I saw this at the cinema yesterday. Very good. Though you need a tolerance for screen sex, sexual violence and brutal hand to hand combat in the 14th Century. Not to mention a tolerance for a disturbing medieval mullet. I thought it handled the sexual politics well. Key scene is where he comes back from the wars and his wife tells him she's been raped. After chewing over his anger for a few minutes and manhandling her, he proceeds to rape her himself. Women didn't get a good life in those days. The only positive thing about being a woman was you didn't get involved in all that fighting. Scott's The Duellists had the same brutal realism about the combat, though set some centuries later.
I thought the narrative device worked. I wasn't aware the film was so long, which is slways a good sign - I was engrossed. Significantly, the 3 versions of events had as many similarities as differences, which is sort of what the film was pointing at - the sexual politics of the era affected everyone and went largely unchallenged.

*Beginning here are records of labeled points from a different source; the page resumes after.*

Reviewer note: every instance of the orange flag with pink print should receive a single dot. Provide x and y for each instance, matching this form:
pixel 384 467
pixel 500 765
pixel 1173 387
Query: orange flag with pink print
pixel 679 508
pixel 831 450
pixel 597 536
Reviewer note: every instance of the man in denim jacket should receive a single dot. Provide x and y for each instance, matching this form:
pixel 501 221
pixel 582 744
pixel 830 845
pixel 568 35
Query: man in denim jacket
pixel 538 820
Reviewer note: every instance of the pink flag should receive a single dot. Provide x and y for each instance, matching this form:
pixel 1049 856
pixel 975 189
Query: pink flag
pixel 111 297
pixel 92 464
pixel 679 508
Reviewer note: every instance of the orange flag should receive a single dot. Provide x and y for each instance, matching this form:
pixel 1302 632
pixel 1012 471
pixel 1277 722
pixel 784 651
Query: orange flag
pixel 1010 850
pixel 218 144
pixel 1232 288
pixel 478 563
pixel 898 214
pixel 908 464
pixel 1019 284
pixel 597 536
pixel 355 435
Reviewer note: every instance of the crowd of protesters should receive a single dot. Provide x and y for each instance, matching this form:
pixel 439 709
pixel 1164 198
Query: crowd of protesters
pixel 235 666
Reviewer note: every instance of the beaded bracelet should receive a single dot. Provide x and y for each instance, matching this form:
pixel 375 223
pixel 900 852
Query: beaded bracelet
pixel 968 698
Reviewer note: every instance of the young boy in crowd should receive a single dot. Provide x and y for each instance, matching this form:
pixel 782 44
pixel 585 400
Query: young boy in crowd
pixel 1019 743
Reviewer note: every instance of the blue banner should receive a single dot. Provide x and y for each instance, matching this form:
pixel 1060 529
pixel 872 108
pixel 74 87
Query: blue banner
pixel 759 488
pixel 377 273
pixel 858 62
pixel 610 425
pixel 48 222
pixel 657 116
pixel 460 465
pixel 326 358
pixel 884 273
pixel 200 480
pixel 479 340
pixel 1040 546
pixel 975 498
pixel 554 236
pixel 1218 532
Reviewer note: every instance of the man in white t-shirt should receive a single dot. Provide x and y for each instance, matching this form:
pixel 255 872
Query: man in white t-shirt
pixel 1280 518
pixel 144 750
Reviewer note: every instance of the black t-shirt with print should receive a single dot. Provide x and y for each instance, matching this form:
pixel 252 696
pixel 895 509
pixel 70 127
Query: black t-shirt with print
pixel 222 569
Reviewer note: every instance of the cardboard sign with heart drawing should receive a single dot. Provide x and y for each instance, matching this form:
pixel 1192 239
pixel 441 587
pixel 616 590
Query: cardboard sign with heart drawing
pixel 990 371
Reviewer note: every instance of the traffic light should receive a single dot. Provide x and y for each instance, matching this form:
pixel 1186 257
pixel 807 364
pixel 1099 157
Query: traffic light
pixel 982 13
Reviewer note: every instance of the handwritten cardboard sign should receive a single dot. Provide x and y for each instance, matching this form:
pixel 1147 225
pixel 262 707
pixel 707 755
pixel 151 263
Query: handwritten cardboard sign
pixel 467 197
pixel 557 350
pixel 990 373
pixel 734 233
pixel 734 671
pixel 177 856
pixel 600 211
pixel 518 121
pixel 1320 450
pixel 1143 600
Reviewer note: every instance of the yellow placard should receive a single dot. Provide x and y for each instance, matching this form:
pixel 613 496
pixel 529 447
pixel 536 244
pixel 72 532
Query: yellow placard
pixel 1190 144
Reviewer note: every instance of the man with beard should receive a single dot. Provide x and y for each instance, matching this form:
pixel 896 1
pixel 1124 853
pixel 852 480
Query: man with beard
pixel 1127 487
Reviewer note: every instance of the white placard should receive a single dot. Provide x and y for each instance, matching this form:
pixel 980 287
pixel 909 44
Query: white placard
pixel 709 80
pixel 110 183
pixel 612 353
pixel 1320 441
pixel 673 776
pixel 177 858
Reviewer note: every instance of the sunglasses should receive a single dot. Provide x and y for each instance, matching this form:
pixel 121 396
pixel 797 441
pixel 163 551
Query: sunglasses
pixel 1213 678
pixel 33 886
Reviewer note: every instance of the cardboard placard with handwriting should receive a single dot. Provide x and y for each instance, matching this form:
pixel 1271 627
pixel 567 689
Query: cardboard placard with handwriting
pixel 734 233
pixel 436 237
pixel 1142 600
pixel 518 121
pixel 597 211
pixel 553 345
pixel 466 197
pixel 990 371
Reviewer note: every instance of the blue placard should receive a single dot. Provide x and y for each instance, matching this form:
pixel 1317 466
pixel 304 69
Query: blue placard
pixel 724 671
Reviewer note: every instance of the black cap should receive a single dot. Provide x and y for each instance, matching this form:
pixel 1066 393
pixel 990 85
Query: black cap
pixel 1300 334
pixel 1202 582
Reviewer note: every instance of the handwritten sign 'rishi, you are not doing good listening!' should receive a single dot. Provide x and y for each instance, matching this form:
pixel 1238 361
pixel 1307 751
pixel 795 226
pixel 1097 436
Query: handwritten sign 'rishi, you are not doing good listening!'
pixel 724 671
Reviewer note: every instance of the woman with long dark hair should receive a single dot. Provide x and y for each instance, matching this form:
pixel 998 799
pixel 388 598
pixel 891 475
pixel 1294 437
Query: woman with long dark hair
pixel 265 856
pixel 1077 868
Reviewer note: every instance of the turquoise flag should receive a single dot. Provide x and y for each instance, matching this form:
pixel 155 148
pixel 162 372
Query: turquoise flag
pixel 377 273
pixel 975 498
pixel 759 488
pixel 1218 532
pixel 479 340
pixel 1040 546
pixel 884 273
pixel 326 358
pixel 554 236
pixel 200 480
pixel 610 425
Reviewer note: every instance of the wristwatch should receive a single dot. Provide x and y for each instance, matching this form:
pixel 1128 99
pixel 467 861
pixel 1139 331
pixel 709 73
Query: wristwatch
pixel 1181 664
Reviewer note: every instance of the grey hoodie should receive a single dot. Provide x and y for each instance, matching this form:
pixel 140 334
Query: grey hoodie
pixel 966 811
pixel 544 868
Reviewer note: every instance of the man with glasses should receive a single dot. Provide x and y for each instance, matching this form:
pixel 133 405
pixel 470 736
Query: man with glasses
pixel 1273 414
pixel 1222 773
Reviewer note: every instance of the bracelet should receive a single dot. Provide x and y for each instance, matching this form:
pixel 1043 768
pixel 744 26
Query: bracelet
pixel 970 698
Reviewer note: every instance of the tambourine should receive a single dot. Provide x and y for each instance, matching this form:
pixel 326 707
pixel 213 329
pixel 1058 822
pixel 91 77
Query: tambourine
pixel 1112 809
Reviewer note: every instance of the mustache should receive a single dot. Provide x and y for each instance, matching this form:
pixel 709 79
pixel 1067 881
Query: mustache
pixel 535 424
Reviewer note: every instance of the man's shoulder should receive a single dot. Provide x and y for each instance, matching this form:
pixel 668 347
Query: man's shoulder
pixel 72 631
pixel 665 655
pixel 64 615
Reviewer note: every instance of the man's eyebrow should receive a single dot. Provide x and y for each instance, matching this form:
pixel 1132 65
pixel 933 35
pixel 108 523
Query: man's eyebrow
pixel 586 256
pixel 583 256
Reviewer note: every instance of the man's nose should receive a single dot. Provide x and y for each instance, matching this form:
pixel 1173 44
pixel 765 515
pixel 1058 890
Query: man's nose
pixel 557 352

If anything The Last Duel showed that it's possible for a movie to "bomb" despite having all-star credentials, solid-great reviews from critics & fans. Total worldwide box office to date is only $18.2 million ($9 million of the total is domestic). RT - 85% critics - 81% moviegoers IMDB - 7.7/10 Cinemascore - B+
I get that--and I think most people get it. We don't call it "the dark ages" for nothing. Women's rights wasn't a thing. And everyone understands that victims have much different perspectives than aggressors in rapes. Everyone understands that different characters can see things differently, and it absolutely can go without saying that a husband would see things differently than someone who assaults his wife, who would see things differently yet. You don't need 3 retellings in a single movie--covering most of the same ground each time, including the rape scene--to pay that off. It was laborious to watch and could have been handled more efficiently and with greater detail, accuracy and pacing, if it went in a linear manner from an omniscient perspective. That's the basis of storytelling and movies since the earliest examples of books and film. No need to mess with it for the sake of messing with it. I'm glad you enjoyed the pacing of it. Maybe I'll try again someday and have a better appreciation. As I said, the last half of the movie was far better than the first half because the expository method wasn't so belabored and with the 3rd and final perspective being the wife's, you felt you were getting closer to the real story.